Ao final deste prazo, se não houver nova
disposição em contrário, objetivamente: retornam os limites de valor para
contratação direta previstos na Lei nº 8666/1993, desaparece a autorização
expressa para o pagamento antecipado, e o RDC volta a ter cabimento restrito às
hipóteses da Lei nº 12.462/2011.
Uma das inovações produzidas pela norma foi o
aumento dos limites de valor para a contratação direta. Com base na MP podem
ser contratados agora sem licitação obras e serviços de engenharia até o valor
de R$ 100.000,00 e outros serviços e compras até o valor de R$ 50.000,00. A
norma mantém a vedação ao fracionamento ilegal indicando os mesmos critérios
tradicionais já expressados na Lei nº 8666/1993 para evita-lo.
Foi autorizada a aplicação do Regime
Diferenciado de Contratações – RDC para licitações e contratações de quaisquer
obras, serviços, compras, alienações e locações. Esta autorização normativa
implica que a Administração Pública pode se valer da inversão de fases do
processo da licitação, do orçamento sigiloso, da contratação integrada, da
contratação semi-integrada, da pré-qualificação objetiva, e de outros
institutos jurídicos previstos no RDC.
Por fim, está autorizado o pagamento antecipado
expressamente. O pagamento antecipado não é, a rigor, uma novidade no plano das
contratações públicas. Contudo, não havia previsão legal expressa de seu
cabimento.
A MP 961 passa a prever que pode haver
pagamento antecipado, quando (i) represente condição indispensável para
obter o bem ou assegurar a prestação do serviço; ou (ii) propicie
significativa economia de recursos.
Não se trata, à evidência, de uma prerrogativa que pode ser utilizada de modo amplo e irrestrito. Os pagamentos antecipados devem constituir uma exceção justificada no processo da contratação. A regra geral que deve ser observada, é a de que o pagamento somente deve ocorrer após o recebimento definitivo do objeto, na forma da Lei nº 8.666/1993, ou dos regulamentos internos de licitações e contratos das empresas estatais.

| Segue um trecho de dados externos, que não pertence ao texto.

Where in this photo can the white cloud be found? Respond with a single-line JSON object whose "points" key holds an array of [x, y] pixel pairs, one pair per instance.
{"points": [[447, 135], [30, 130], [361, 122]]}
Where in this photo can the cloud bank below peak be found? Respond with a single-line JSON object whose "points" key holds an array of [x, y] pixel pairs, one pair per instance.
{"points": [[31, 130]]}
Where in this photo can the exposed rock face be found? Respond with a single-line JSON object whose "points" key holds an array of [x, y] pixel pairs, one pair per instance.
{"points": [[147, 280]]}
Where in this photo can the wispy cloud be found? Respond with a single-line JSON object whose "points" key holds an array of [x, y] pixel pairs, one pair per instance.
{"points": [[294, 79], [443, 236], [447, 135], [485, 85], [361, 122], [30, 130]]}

De qualquer sorte, caso a situação de fato se enquadre nas possibilidades legais de pagamento antecipado, a Administração deverá (i) prever a antecipação de pagamento em edital ou em instrumento formal de adjudicação direta; e (ii) exigir a devolução integral do valor antecipado na hipótese de inexecução do objeto.
No que diz respeito à gestão dos riscos, parece também evidente que as cautelas administrativas devem ser proporcionais ao risco.

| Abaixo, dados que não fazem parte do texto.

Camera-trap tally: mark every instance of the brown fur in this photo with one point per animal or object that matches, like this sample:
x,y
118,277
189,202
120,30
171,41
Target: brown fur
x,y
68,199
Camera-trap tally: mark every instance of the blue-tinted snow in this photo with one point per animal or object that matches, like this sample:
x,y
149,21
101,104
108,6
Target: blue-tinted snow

Neste sentido, deve ser elaborada, em sede de planejamento, a devida e diferenciada gestão dos riscos da contratação com pagamento antecipado. Isto implica a identificação de todos os riscos envolvidos na antecipação do pagamento, de modo preciso e completo – para diminui-los ao máximo!

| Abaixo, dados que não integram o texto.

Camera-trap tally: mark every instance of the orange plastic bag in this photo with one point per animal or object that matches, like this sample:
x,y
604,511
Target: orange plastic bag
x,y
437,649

São, por exemplo, necessárias cautelas
especiais em relação à fixação dos requisitos de habilitação
econômico-financeira, para que a escolha do contratado recaia sobre empresa
economicamente viável.
No que diz com a execução contratual
propriamente dita, pode agora ser exigida garantia de até 30% do valor do
objeto contratado, e a norma sugere, ainda, para diminuir o risco de
inexecução, o “acompanhamento da mercadoria, em qualquer momento do transporte,
por representante da Administração”. Pode ainda ser exigida a emissão de título
de crédito, por parte do contratado e no valor do contrato, a favor da
Administração Pública – embora se tenha que reconhecer uma certa inutilidade
desta prerrogativa normativa.
Por fim, é vedado o pagamento antecipado na
hipótese de prestação de serviços com regime de dedicação exclusiva de mão de
obra.
A MP 961 vem em boa hora, especialmente no que
diz com o pagamento antecipado, para conferir mais segurança jurídica para o
agente público encarregado da nobre missão de contratar o que for necessário
para satisfazer o interesse público.